Submitted to: Meeting Abstract
Publication Type: Abstract Only
Publication Acceptance Date: 11/24/2003
Publication Date: 11/24/2003
Citation: WESLEY, I.V., MURAOKA, W.T., TRAMPEL, D. CAMPYLOBACTER JEJUNI: A MAJOR FOODBORNE BACTERIAL PATHOGEN. CD-ROM. MONTERREY, MEXICO: FOOD SAFETY CONGRESS. 2003.

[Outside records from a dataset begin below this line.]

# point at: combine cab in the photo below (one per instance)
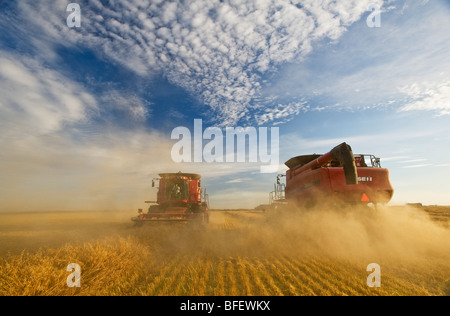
(180, 198)
(337, 176)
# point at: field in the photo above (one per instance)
(246, 253)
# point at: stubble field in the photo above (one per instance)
(245, 253)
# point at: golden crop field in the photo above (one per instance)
(240, 253)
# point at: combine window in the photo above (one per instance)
(369, 161)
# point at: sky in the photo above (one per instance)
(87, 113)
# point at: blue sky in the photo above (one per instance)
(86, 113)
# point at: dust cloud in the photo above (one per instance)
(387, 233)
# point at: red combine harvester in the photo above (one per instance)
(337, 176)
(180, 198)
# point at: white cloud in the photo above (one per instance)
(216, 50)
(428, 96)
(37, 100)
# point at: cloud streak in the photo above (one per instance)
(216, 50)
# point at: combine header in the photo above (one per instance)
(337, 176)
(180, 198)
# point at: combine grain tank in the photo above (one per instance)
(337, 176)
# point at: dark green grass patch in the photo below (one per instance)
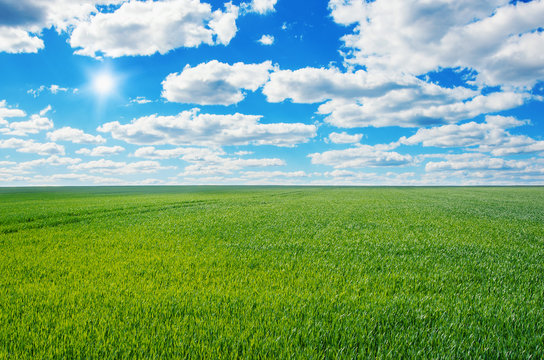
(264, 272)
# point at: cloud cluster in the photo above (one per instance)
(194, 128)
(116, 28)
(215, 83)
(497, 38)
(101, 151)
(145, 28)
(259, 6)
(31, 146)
(361, 156)
(490, 136)
(75, 136)
(119, 167)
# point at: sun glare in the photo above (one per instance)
(103, 83)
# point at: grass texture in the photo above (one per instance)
(271, 272)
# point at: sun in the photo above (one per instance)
(104, 83)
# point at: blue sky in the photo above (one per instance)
(338, 92)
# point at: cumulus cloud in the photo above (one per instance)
(489, 136)
(34, 125)
(16, 41)
(361, 156)
(186, 153)
(31, 146)
(422, 106)
(76, 136)
(101, 151)
(193, 128)
(344, 138)
(8, 112)
(474, 162)
(312, 85)
(53, 160)
(140, 100)
(214, 165)
(53, 89)
(266, 40)
(120, 167)
(260, 6)
(497, 38)
(146, 28)
(21, 22)
(215, 83)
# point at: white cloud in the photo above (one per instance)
(76, 136)
(260, 6)
(23, 20)
(74, 178)
(53, 89)
(476, 162)
(215, 83)
(187, 153)
(206, 161)
(140, 100)
(194, 128)
(8, 112)
(266, 40)
(423, 106)
(101, 151)
(313, 85)
(120, 167)
(361, 156)
(344, 138)
(36, 124)
(53, 160)
(145, 28)
(497, 39)
(30, 146)
(269, 175)
(490, 136)
(16, 41)
(213, 165)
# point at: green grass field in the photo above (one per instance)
(271, 272)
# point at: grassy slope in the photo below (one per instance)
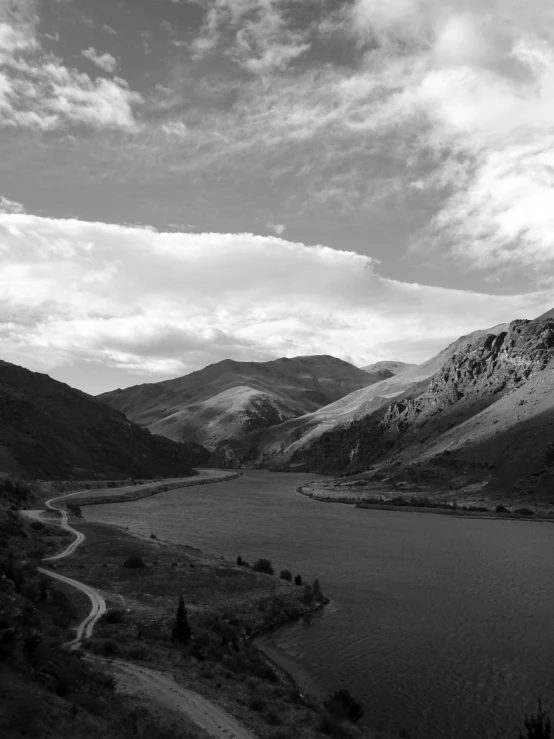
(230, 398)
(49, 430)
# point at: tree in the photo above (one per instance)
(537, 727)
(264, 565)
(344, 706)
(181, 628)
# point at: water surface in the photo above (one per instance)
(442, 626)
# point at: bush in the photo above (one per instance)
(273, 717)
(258, 704)
(537, 727)
(344, 706)
(134, 561)
(264, 565)
(113, 616)
(332, 726)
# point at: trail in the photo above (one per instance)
(205, 714)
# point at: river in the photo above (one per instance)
(442, 626)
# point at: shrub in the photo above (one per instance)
(273, 717)
(537, 727)
(181, 628)
(113, 616)
(264, 565)
(344, 706)
(524, 512)
(332, 726)
(258, 704)
(134, 561)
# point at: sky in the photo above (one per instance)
(184, 182)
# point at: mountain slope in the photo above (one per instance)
(488, 413)
(278, 445)
(387, 368)
(51, 431)
(230, 399)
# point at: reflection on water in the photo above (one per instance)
(440, 625)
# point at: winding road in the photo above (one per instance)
(134, 678)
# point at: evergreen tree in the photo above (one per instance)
(181, 629)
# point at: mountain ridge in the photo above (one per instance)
(230, 399)
(49, 430)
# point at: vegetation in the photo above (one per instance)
(181, 628)
(344, 706)
(263, 565)
(134, 561)
(538, 726)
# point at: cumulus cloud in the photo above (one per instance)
(261, 39)
(105, 61)
(141, 300)
(38, 91)
(278, 228)
(10, 206)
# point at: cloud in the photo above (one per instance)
(38, 91)
(278, 228)
(261, 38)
(140, 300)
(105, 61)
(10, 206)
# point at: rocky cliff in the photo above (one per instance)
(489, 409)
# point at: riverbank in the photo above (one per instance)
(463, 509)
(228, 605)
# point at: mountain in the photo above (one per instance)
(230, 399)
(278, 445)
(386, 368)
(483, 420)
(49, 430)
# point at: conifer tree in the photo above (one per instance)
(181, 628)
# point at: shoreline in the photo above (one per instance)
(148, 492)
(285, 672)
(459, 513)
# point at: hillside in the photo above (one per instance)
(49, 430)
(387, 368)
(486, 419)
(229, 399)
(279, 445)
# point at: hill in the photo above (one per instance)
(483, 423)
(279, 445)
(388, 368)
(230, 399)
(49, 430)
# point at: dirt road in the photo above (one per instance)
(130, 677)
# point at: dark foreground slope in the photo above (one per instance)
(487, 416)
(49, 430)
(230, 399)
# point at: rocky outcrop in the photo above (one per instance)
(479, 374)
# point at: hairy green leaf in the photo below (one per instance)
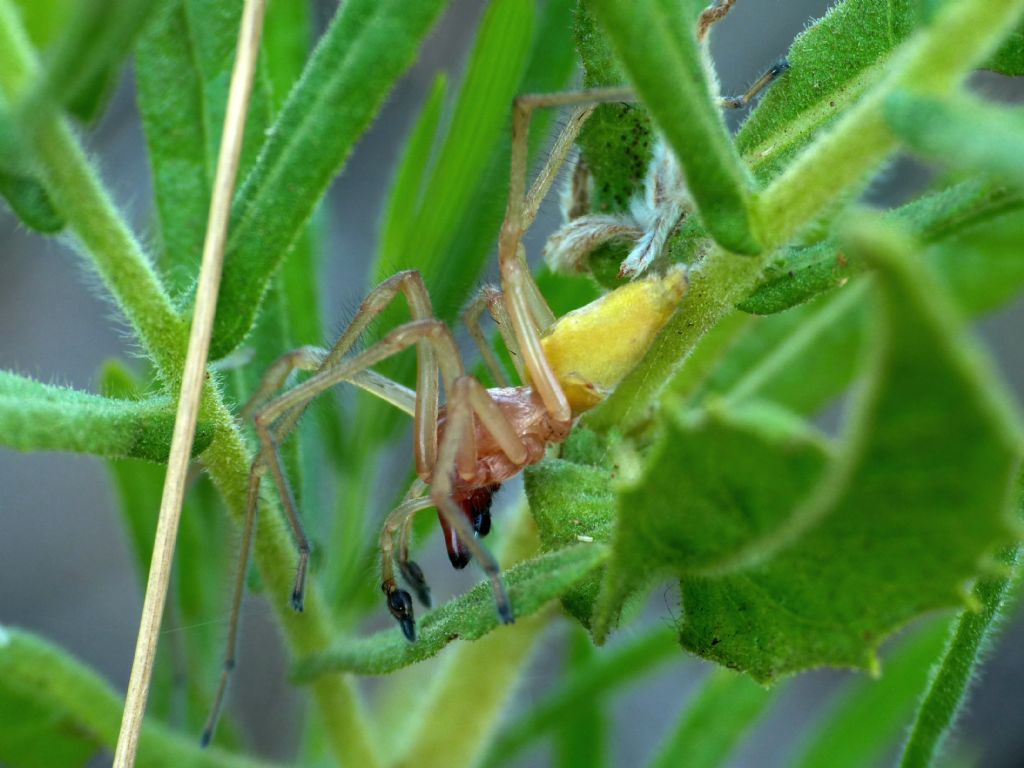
(45, 20)
(84, 69)
(1009, 59)
(367, 47)
(42, 417)
(834, 61)
(716, 488)
(950, 681)
(81, 710)
(610, 669)
(866, 715)
(656, 46)
(20, 184)
(964, 133)
(183, 68)
(883, 539)
(955, 216)
(714, 724)
(530, 585)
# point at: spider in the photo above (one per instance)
(480, 437)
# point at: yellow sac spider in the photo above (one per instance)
(479, 437)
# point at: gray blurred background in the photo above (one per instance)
(65, 567)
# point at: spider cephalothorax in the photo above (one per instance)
(480, 437)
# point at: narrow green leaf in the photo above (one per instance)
(1009, 59)
(409, 178)
(950, 681)
(531, 585)
(611, 668)
(81, 709)
(714, 724)
(884, 538)
(615, 142)
(834, 61)
(582, 737)
(964, 133)
(957, 214)
(20, 184)
(657, 47)
(45, 20)
(41, 417)
(363, 53)
(183, 66)
(861, 722)
(477, 131)
(716, 487)
(86, 65)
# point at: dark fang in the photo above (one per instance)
(413, 574)
(399, 603)
(481, 523)
(408, 629)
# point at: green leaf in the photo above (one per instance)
(950, 680)
(834, 61)
(82, 711)
(85, 66)
(1009, 59)
(367, 47)
(569, 499)
(806, 356)
(656, 45)
(717, 487)
(863, 719)
(714, 724)
(41, 417)
(183, 67)
(36, 736)
(45, 20)
(582, 736)
(883, 539)
(407, 188)
(964, 133)
(963, 214)
(611, 668)
(530, 585)
(20, 184)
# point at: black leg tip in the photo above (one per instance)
(459, 558)
(399, 603)
(413, 574)
(408, 629)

Technical Abstract: Bacterial foodborne illnesses account for ~ 15 million cases, 60,000 hospitalizations and 1,800 deaths annually in the United States. Campylobacter jejuni is the major bacterial human foodborne pathogen and each year causes ~ 2 million cases, 300 deaths at an estimated cost of $1 billion in medical and productivity losses. The U.S. Public Health Service has targeted reducing the number of human cases caused by each of these foodborne pathogens significantly by the year 2010. In the U.S., ~ 26% of foodborne outbreaks are linked to contaminated poultry. Thus, lowering the prevalence of Campylobacter in poultry, specifically turkeys, may reduce human foodborne illness. Consumption of undercooked or contaminated poultry is a major risk factor for human Campylobacter infection. There are multiple potential control points for the introduction of Campylobacter spp. into live turkey populations, including the hatchery, brooder, growout, and finally live haul and holding at the abattoir. Our research is focused on identifying the events within ~ 24 hrs of slaughter, including catching, crating, live haul and holding at the slaughterhouse. These events may increase the prevalence of Campylobacter in turkeys. During the summer 2003 we screened five turkey flocks on-farm before transport (Time 1) and at the abattoir before slaughter (Time 2). Sixty-five to 95% of cloacal swab of market-weight turkeys from five flocks in Iowa were positive both on-farm (Time 1) and after transport (Time 2). Only for Flock 3 was a significant increase noted in the overall prevalence of Campylobacter at Time 2 (P < 0.01). No other flock exhibited a change. This could be attributed to the already high prevalence of Campylobacter and the resultant need for a large sample size to detect a statistically significant change. Most significantly, an overall increase in the proportion of C. coli was noted between sampling on-farm (Time 1) and after transport (Time 2). These data indicate that population shifts may be associated with transportation and holding.